Giter VIP home page Giter VIP logo

Comments (26)

nanosonde avatar nanosonde commented on August 12, 2024 2

It would be really nice if you could provide a pretrained model that is compatible with DeepSpeech-0.6.0 that was released a few days ago. The authors state that models trained with older versions are not compatible.

I would do it on my own if I had enough computing power. 😔

from deepspeech-german.

LarsScha avatar LarsScha commented on August 12, 2024 1

A pretrained model compatible with DeepSpeech-0.6.0 would indeed be great.

from deepspeech-german.

AASHISHAG avatar AASHISHAG commented on August 12, 2024 1

@DanBmh : Thank you for putting up the numbers.

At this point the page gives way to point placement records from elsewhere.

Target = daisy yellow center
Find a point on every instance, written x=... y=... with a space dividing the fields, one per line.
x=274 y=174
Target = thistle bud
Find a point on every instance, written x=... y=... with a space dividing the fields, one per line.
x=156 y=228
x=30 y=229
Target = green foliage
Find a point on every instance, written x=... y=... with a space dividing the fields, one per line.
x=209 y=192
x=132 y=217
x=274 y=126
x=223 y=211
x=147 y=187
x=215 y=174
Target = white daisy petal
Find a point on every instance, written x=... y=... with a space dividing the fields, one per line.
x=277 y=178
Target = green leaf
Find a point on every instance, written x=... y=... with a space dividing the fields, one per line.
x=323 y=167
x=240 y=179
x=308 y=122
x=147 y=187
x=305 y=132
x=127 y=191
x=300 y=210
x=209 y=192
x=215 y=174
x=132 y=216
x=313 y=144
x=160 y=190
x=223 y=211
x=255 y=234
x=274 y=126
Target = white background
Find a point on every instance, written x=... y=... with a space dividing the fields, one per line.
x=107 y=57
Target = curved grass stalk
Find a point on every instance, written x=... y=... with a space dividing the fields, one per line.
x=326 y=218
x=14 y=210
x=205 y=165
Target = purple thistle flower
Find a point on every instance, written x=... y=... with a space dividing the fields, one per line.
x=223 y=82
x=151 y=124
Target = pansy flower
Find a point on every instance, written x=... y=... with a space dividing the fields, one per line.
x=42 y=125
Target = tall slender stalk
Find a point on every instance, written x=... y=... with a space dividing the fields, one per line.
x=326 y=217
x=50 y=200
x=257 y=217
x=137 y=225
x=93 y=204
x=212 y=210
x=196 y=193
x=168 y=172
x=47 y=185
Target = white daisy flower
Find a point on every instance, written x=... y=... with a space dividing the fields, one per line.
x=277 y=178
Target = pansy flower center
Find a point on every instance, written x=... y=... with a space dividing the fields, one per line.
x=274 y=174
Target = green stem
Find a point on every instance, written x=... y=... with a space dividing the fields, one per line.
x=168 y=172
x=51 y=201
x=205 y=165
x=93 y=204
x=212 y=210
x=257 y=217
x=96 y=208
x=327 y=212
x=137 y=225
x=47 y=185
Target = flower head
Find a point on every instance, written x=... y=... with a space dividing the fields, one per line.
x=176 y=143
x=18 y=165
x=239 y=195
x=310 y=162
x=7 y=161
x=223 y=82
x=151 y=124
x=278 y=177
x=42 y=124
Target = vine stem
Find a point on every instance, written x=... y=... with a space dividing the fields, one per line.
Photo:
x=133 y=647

We had split the training data into 10 sub-sets and then trained the model on each sub-set, repeatedly over 10 cycles. Example:
cycle 1: subset 1
cycle 2: subset 1 + subset 2
cycle 3: subset 1 + subset 2 + subset 3
so on ....

You might like to refer section 4.1 "Influence of Training Size" from our paper for details. It explains the training strategy.

We trained on Tuda-De (5 subsets) followed by Voxforge (5 subsets).

Regarding the WER numbers. The numbers depend on the data splits. Reshuffle the dataset and do a Train, Dev and Test split, you would surely get different WER. The numbers would be different for different splits. We are currently writing a paper to discuss these challenges and training a more robust model.

from deepspeech-german.

DanBmh avatar DanBmh commented on August 12, 2024 1

Thanks for the code. I tested it but for me it does not filter any additional files.
Note that i filtered some files before using different metrics like the file length and chars per second rate. Without this prefiltering i get an Error after some time, i think this is because of some invalid/empty file. Tested on tuda train + dev dataset.

from deepspeech-german.

AASHISHAG avatar AASHISHAG commented on August 12, 2024 1

@SantosSi @nanosonde @LarsScha @photoszzt : We have released v0.6.0. You can find the link in the ReadMe.

from deepspeech-german.

AASHISHAG avatar AASHISHAG commented on August 12, 2024

Added in the todo list.

You call still use v0.5.0 as there is no major model architecture difference between these two versions, apart from performance and some added features.

from deepspeech-german.

SantosSi avatar SantosSi commented on August 12, 2024

Trying your v0.5.0 model with stock deepspeech 0.6.0 as provided through pip3 I get the following error message:

Not found: Op type not registered 'VariableV2' in binary running on MyMachine. Make sure the Op and Kernel are registered in the binary running in this process. Note that if you are loading a saved graph which used ops from tf.contrib, accessing (e.g.) tf.contrib.resampler should be done before importing the graph, as contrib ops are lazily registered when the module is first accessed.
Traceback (most recent call last):
File "/home/user/.local/bin/deepspeech", line 10, in
sys.exit(main())
File "/home/user/.local/lib/python3.7/site-packages/deepspeech/client.py", line 113, in main
ds = Model(args.model, args.beam_width)
File "/home/user/.local/lib/python3.7/site-packages/deepspeech/init.py", line 42, in init
RuntimeError: CreateModel failed with error code 12294

from deepspeech-german.

AASHISHAG avatar AASHISHAG commented on August 12, 2024

You should install v0.5.0 of deepspeech using pip3.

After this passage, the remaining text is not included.